Also, you can add a backoff lighting system to your brake light make it pulsate when you first hit the lever/pedal to bring more attention to the fact that you are slowing/stopping. Need more light on the front too. Dont forget the idiots that will hit you head on.
You add good points and also great reminders of better lighting. I have ridden over 90,000 miles and at the time that I was rear-ended I had just position myself behind the car in front of me in freeway traffic (left rear wheel well) and the knucklehead that hit me was text messaging. My next bike, a Fat Bob will definately have those LED lights and driving lights too. You all ride safe out there.
LED's have become a great way to make your bike more visible. Companies such as Hyperlights make an array of LED's that flash when you apply the brakes making you very visible when slowing, but they are not on when just riding.
Whenever you stop at an intersection, never assume the driver behind you is going to stop.
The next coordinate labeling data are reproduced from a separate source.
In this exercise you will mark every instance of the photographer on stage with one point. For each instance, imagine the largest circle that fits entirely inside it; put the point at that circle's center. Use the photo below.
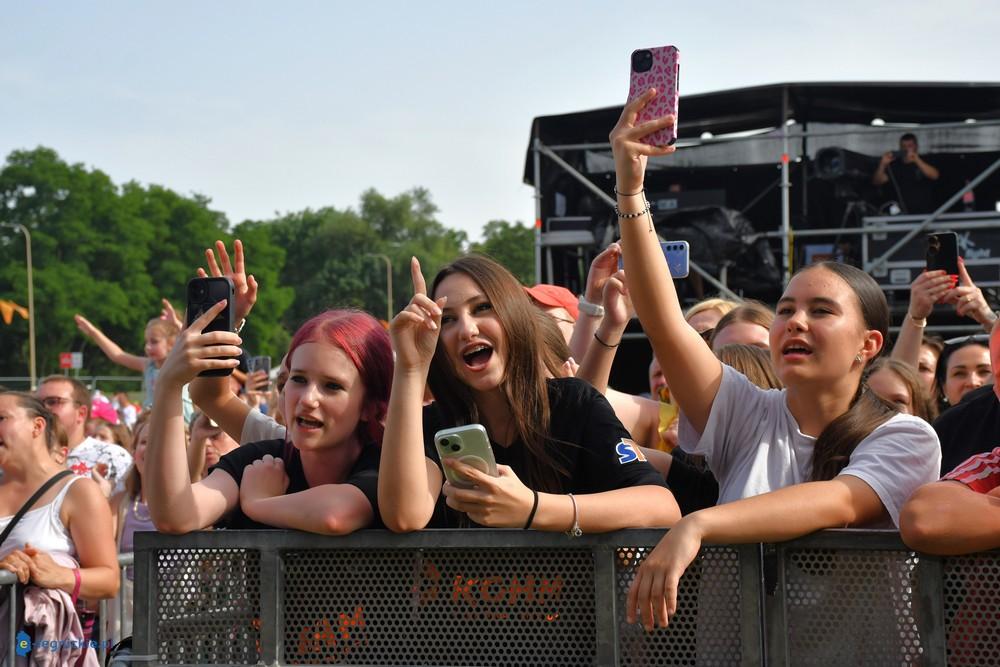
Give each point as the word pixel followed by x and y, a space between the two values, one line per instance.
pixel 910 176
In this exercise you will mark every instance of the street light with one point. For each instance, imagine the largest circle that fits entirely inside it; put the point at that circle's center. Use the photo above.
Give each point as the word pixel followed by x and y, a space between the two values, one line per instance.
pixel 388 283
pixel 31 298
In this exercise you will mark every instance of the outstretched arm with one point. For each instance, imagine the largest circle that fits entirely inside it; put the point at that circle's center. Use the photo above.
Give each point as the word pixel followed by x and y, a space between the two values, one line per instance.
pixel 110 348
pixel 948 518
pixel 837 503
pixel 409 483
pixel 693 372
pixel 176 505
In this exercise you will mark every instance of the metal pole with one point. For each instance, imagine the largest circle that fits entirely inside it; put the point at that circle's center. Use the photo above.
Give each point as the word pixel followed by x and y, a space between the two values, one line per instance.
pixel 786 213
pixel 538 210
pixel 31 299
pixel 388 283
pixel 933 216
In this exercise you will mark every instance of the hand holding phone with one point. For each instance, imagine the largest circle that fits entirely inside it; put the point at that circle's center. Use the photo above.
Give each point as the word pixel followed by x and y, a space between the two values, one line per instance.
pixel 203 293
pixel 469 444
pixel 656 68
pixel 942 252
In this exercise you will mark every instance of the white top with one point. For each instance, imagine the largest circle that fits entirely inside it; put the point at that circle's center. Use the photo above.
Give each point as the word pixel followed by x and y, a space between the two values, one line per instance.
pixel 42 527
pixel 258 426
pixel 753 445
pixel 83 458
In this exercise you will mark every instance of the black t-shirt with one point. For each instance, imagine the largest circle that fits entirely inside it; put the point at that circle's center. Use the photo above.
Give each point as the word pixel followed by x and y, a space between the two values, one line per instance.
pixel 969 428
pixel 587 439
pixel 363 475
pixel 915 189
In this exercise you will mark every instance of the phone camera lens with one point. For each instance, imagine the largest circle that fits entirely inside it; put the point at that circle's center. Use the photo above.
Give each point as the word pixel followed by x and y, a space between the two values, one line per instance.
pixel 642 60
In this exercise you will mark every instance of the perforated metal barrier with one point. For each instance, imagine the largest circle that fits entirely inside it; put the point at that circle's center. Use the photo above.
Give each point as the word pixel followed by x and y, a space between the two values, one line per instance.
pixel 524 598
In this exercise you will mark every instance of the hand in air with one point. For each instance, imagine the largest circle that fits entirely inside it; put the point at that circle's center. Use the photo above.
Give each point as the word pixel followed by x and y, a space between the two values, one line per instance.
pixel 928 288
pixel 968 299
pixel 630 153
pixel 617 303
pixel 244 286
pixel 264 478
pixel 497 502
pixel 194 351
pixel 652 597
pixel 414 331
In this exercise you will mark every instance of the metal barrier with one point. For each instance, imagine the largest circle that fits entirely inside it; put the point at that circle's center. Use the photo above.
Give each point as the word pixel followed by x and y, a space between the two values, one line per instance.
pixel 526 598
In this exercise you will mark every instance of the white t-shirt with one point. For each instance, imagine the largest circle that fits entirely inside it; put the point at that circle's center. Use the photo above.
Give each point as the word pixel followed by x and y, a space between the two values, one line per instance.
pixel 753 445
pixel 83 458
pixel 258 426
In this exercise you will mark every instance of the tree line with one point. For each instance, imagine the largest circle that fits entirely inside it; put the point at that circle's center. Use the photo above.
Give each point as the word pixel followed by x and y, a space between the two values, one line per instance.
pixel 113 251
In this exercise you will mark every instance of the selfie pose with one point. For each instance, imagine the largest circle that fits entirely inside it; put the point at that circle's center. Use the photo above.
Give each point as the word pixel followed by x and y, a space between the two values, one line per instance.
pixel 821 453
pixel 565 463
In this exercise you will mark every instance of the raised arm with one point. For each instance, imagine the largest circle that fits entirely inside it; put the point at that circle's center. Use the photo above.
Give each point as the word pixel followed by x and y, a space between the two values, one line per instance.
pixel 692 371
pixel 175 504
pixel 948 518
pixel 838 503
pixel 927 289
pixel 110 348
pixel 409 483
pixel 211 394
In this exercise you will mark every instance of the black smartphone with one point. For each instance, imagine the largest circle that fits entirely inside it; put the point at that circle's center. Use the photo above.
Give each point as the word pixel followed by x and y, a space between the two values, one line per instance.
pixel 203 293
pixel 942 252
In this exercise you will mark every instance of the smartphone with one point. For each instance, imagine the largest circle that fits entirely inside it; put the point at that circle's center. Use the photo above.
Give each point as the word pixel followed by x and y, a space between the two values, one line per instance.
pixel 942 252
pixel 469 444
pixel 676 253
pixel 656 68
pixel 203 293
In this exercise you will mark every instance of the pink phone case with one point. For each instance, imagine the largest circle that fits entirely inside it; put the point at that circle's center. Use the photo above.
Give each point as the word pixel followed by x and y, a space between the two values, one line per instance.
pixel 663 74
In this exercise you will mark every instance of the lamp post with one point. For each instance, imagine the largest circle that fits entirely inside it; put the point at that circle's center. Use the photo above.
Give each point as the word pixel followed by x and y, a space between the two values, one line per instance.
pixel 388 283
pixel 31 298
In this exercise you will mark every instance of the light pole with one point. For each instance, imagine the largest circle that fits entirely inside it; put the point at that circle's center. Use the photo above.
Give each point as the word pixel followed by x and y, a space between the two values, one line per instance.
pixel 388 283
pixel 31 298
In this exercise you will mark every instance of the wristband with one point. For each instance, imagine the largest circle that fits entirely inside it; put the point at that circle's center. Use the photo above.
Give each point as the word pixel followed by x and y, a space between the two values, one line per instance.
pixel 76 584
pixel 592 309
pixel 575 530
pixel 531 514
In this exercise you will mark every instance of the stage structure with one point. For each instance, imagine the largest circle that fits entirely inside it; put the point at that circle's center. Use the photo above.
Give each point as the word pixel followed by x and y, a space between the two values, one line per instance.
pixel 794 160
pixel 772 177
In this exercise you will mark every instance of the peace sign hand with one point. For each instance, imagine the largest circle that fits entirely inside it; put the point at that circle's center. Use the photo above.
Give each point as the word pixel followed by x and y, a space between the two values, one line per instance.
pixel 414 331
pixel 244 286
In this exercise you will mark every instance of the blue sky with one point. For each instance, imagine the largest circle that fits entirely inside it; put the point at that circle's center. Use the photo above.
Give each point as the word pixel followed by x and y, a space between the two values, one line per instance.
pixel 274 107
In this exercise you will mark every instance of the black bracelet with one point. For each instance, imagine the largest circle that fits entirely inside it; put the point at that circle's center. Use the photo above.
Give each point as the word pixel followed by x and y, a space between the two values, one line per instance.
pixel 534 508
pixel 598 339
pixel 629 194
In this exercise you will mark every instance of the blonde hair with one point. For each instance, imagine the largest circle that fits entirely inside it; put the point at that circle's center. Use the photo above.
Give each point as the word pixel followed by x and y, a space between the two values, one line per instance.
pixel 722 306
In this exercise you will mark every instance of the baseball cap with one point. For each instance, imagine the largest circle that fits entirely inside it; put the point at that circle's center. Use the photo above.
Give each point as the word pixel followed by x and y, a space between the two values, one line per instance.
pixel 555 296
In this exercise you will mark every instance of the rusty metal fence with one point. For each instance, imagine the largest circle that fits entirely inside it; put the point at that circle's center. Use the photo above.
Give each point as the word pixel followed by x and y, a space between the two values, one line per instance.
pixel 524 598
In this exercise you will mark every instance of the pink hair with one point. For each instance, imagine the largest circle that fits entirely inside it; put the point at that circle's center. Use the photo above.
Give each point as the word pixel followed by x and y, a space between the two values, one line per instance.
pixel 366 343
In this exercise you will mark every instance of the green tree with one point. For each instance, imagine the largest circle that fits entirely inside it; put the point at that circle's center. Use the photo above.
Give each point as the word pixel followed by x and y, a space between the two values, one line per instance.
pixel 511 244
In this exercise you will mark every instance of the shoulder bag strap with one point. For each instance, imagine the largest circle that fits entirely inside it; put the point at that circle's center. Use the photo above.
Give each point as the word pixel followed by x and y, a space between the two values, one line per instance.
pixel 31 501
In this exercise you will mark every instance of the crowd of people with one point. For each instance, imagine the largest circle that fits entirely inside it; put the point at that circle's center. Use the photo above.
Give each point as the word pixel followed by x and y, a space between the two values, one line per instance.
pixel 751 411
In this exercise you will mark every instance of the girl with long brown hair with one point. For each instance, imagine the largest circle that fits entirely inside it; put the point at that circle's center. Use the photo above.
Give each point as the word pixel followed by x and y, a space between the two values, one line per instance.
pixel 475 340
pixel 820 453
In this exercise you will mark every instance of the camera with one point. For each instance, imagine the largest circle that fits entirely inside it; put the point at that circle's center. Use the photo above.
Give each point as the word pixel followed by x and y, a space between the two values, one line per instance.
pixel 642 60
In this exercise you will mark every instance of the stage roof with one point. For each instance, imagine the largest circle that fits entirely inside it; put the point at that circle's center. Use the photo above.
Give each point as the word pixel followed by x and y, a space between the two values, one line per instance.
pixel 760 107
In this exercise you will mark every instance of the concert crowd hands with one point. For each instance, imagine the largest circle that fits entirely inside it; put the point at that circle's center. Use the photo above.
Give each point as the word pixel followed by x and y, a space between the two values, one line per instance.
pixel 415 330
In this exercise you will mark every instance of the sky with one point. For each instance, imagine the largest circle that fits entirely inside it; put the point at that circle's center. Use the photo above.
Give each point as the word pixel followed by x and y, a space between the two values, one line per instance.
pixel 267 108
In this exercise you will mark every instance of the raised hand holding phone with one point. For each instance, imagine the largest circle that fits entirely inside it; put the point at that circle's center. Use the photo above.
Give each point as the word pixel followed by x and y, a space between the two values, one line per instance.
pixel 414 331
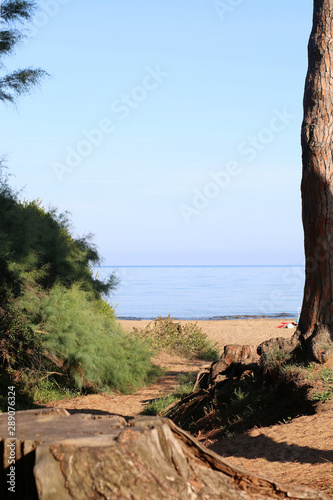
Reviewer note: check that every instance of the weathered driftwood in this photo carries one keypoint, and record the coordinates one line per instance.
(61, 456)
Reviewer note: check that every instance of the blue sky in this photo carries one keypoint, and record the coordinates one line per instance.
(170, 130)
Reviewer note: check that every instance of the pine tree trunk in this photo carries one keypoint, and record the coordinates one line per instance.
(317, 190)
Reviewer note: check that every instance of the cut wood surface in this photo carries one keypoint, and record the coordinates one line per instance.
(61, 456)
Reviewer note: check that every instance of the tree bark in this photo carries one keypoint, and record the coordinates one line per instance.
(317, 189)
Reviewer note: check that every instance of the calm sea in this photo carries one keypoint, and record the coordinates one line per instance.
(206, 292)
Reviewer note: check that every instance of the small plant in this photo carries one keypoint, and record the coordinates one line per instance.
(185, 340)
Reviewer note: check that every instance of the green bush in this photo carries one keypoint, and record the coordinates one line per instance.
(94, 350)
(185, 340)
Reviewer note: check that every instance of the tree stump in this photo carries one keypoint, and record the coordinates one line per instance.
(59, 456)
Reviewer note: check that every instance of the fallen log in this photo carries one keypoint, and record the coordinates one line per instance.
(59, 456)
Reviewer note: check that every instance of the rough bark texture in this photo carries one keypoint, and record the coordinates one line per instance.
(317, 188)
(62, 456)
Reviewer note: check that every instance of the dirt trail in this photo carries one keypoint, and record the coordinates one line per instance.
(299, 452)
(132, 404)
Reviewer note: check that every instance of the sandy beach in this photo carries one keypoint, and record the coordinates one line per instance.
(239, 331)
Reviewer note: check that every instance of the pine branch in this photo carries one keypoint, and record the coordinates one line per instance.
(19, 82)
(17, 10)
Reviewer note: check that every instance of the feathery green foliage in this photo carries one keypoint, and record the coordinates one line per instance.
(92, 346)
(21, 81)
(54, 321)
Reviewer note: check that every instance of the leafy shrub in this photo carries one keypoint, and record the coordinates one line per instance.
(92, 347)
(185, 340)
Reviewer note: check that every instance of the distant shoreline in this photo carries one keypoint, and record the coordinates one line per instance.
(232, 331)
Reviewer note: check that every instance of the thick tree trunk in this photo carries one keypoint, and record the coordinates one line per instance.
(317, 190)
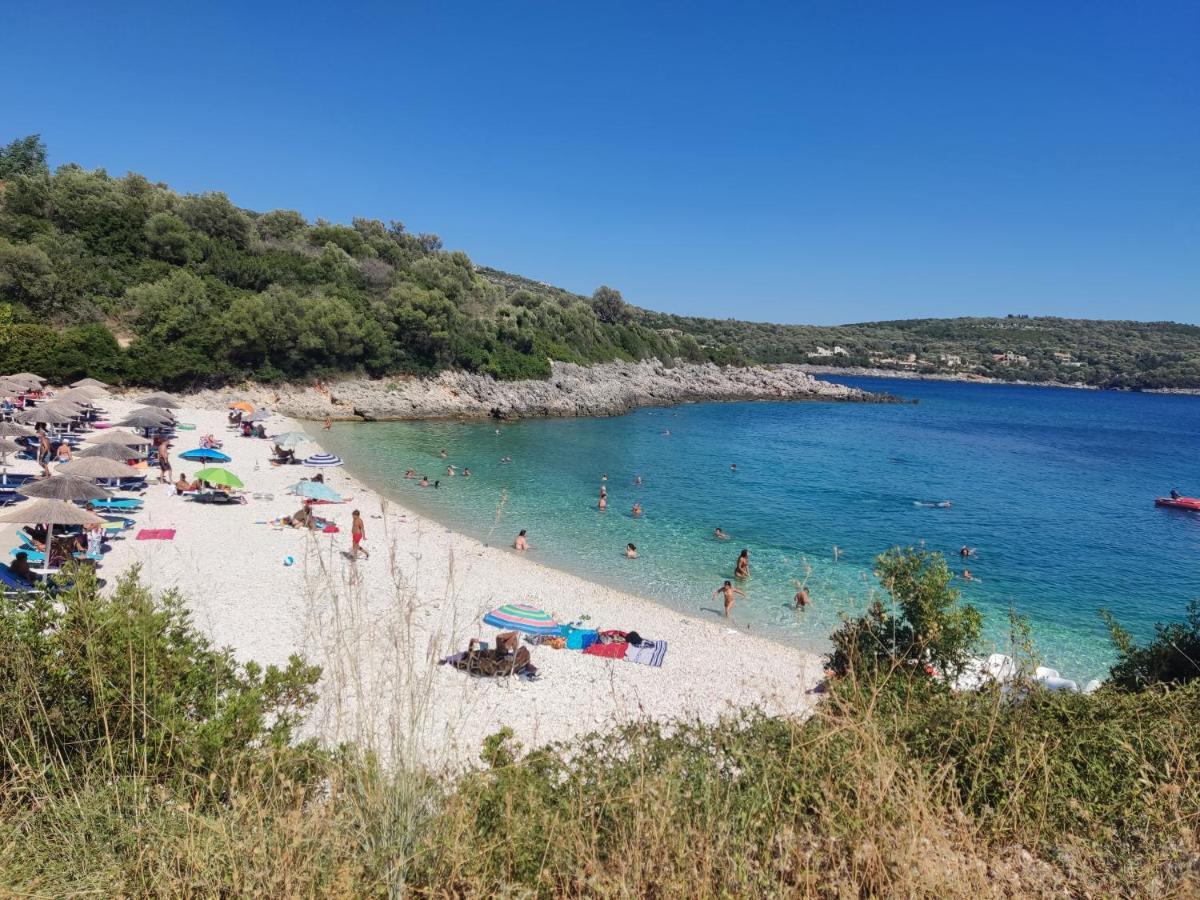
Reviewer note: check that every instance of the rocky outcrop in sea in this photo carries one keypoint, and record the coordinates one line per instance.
(605, 389)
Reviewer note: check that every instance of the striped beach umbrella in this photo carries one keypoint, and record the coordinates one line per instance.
(316, 491)
(322, 461)
(522, 617)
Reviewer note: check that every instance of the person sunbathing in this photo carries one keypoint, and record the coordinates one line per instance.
(19, 567)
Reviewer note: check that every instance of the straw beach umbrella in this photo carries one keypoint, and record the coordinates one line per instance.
(216, 475)
(11, 430)
(96, 467)
(51, 513)
(65, 487)
(121, 438)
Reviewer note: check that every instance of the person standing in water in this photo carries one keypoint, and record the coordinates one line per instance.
(358, 534)
(727, 591)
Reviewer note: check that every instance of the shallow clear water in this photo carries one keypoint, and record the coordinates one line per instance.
(1055, 489)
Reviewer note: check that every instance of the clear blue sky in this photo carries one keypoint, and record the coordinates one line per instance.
(796, 162)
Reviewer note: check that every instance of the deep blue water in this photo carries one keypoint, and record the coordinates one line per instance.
(1054, 487)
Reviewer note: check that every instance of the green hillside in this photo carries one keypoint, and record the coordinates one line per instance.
(130, 281)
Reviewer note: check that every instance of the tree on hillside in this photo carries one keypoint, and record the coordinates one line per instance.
(23, 156)
(609, 306)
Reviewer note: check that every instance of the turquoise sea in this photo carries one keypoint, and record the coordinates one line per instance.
(1054, 487)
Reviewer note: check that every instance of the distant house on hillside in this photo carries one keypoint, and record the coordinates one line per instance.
(1011, 359)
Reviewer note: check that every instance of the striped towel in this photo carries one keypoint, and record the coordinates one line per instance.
(648, 653)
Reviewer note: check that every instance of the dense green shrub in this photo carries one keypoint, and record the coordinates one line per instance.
(1170, 658)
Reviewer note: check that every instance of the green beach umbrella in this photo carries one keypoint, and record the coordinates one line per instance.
(217, 475)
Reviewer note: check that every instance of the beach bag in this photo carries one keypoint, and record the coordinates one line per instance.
(580, 639)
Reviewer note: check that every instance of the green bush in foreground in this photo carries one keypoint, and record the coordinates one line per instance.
(139, 761)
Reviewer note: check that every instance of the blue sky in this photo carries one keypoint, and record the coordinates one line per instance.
(795, 162)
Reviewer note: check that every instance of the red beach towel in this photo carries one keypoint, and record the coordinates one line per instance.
(156, 534)
(609, 651)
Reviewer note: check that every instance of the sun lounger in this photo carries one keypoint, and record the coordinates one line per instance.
(129, 504)
(219, 498)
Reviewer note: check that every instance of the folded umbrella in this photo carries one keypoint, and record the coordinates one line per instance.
(123, 438)
(96, 467)
(316, 491)
(163, 401)
(43, 414)
(219, 477)
(204, 454)
(322, 460)
(291, 438)
(522, 617)
(51, 513)
(108, 451)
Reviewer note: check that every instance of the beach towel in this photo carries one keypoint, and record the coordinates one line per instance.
(156, 534)
(609, 651)
(647, 653)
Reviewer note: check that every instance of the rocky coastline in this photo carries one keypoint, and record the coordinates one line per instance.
(599, 390)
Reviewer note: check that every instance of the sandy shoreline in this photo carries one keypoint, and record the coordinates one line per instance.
(377, 627)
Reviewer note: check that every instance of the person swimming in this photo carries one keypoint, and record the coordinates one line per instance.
(727, 591)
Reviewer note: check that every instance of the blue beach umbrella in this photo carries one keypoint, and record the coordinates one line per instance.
(204, 454)
(316, 491)
(323, 460)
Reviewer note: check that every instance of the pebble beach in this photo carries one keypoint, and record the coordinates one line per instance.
(378, 625)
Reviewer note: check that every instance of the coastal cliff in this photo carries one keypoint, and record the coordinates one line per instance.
(605, 389)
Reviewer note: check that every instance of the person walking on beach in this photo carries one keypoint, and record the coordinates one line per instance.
(742, 569)
(163, 463)
(358, 534)
(727, 591)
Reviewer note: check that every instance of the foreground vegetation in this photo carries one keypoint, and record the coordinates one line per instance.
(126, 280)
(139, 760)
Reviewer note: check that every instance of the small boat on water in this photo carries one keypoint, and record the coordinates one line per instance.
(1192, 503)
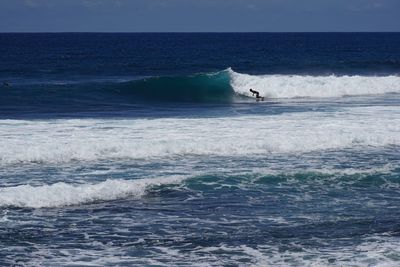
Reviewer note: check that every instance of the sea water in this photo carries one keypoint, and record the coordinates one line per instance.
(149, 149)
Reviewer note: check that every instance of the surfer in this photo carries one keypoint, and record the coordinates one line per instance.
(254, 92)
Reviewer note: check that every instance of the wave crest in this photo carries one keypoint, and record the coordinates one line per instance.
(295, 86)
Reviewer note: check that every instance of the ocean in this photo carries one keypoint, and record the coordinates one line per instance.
(148, 149)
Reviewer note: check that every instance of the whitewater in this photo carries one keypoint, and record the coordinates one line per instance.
(149, 150)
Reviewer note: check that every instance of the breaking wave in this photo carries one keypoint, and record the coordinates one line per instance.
(64, 194)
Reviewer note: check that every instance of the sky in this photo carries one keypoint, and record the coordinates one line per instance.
(199, 15)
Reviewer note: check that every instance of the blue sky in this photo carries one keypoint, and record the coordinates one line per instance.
(198, 15)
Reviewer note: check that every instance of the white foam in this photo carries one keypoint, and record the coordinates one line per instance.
(63, 194)
(63, 141)
(292, 86)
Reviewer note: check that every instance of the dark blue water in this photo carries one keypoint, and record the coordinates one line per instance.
(149, 149)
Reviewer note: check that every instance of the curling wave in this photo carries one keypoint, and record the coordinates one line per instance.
(222, 86)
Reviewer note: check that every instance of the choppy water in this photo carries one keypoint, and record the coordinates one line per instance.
(147, 149)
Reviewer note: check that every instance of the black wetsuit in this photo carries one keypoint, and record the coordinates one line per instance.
(255, 93)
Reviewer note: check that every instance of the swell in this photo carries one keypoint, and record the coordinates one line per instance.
(69, 194)
(223, 86)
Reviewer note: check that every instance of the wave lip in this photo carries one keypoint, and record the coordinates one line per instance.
(303, 86)
(63, 194)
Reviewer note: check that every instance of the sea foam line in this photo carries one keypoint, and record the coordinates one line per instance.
(64, 141)
(63, 194)
(294, 86)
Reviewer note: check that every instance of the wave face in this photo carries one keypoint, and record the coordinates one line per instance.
(220, 87)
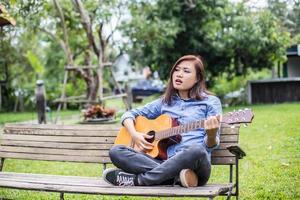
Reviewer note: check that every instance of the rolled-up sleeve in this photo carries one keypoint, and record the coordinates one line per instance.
(214, 108)
(151, 111)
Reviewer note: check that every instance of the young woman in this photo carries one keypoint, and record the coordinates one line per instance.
(187, 100)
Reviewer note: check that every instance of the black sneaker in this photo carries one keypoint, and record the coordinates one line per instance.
(188, 178)
(119, 178)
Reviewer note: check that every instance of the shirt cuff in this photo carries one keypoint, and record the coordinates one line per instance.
(210, 149)
(127, 115)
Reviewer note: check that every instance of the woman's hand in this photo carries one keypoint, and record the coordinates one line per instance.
(140, 141)
(211, 126)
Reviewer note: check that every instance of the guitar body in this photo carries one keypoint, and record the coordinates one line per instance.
(144, 125)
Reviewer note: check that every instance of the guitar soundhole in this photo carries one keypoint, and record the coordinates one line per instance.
(152, 133)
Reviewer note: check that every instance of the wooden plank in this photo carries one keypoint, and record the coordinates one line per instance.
(61, 132)
(57, 145)
(71, 139)
(70, 152)
(229, 138)
(49, 177)
(222, 160)
(28, 156)
(176, 191)
(229, 131)
(76, 139)
(221, 153)
(224, 145)
(111, 127)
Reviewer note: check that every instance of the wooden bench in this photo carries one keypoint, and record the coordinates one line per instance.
(90, 144)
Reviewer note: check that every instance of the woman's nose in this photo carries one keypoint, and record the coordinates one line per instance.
(179, 74)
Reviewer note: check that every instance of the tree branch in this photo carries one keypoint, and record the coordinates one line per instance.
(65, 34)
(86, 22)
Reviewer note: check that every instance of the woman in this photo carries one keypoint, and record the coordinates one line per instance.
(187, 100)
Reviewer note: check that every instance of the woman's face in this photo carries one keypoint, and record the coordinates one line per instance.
(184, 76)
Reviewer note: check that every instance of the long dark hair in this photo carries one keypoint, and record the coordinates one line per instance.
(197, 91)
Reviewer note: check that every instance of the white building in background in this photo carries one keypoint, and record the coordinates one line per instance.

Always leave your bike in gear, and scan your mirrors to see is someone is coming up too fast.
Placing yourself in a position to have an "escape route" if necessary such as between cars stopped ahead of you. Being aware of what is behind you at a stop is almost as important as what is in front of you.
You are both right about lighting up your bike. it seems the trend is to scale down the blinkers and tail light housings, to make the bike look more custom and sleek. However if you ride enough, you will have the experience of someone stopping short behind you at an intersection. I usually try to stop at yellow lights, but the car behind usually assumes your going to blow right through it. The new LED lamps and after market fixtures can save your life big time. Even riding in a large group it helps if the bike in front of you has visible lighting. My 2005 Ducati has a weak tail/stop light and I'm always concerned about someone taking me out at a stop light. When it comes to lighting Less is not More...
Yes, lighting is very important, the first thing I did when I got my new bike in Sept was add driving lights, and that is only just the beginning. Remember riding is a mental game too, one second of slippage and it could be all over no matter how many lights you have. Unfortuneatly I've had it happen, hard lesson and long time healing process. Pic is of the Yamaha I totaled. It now resembles a bobber!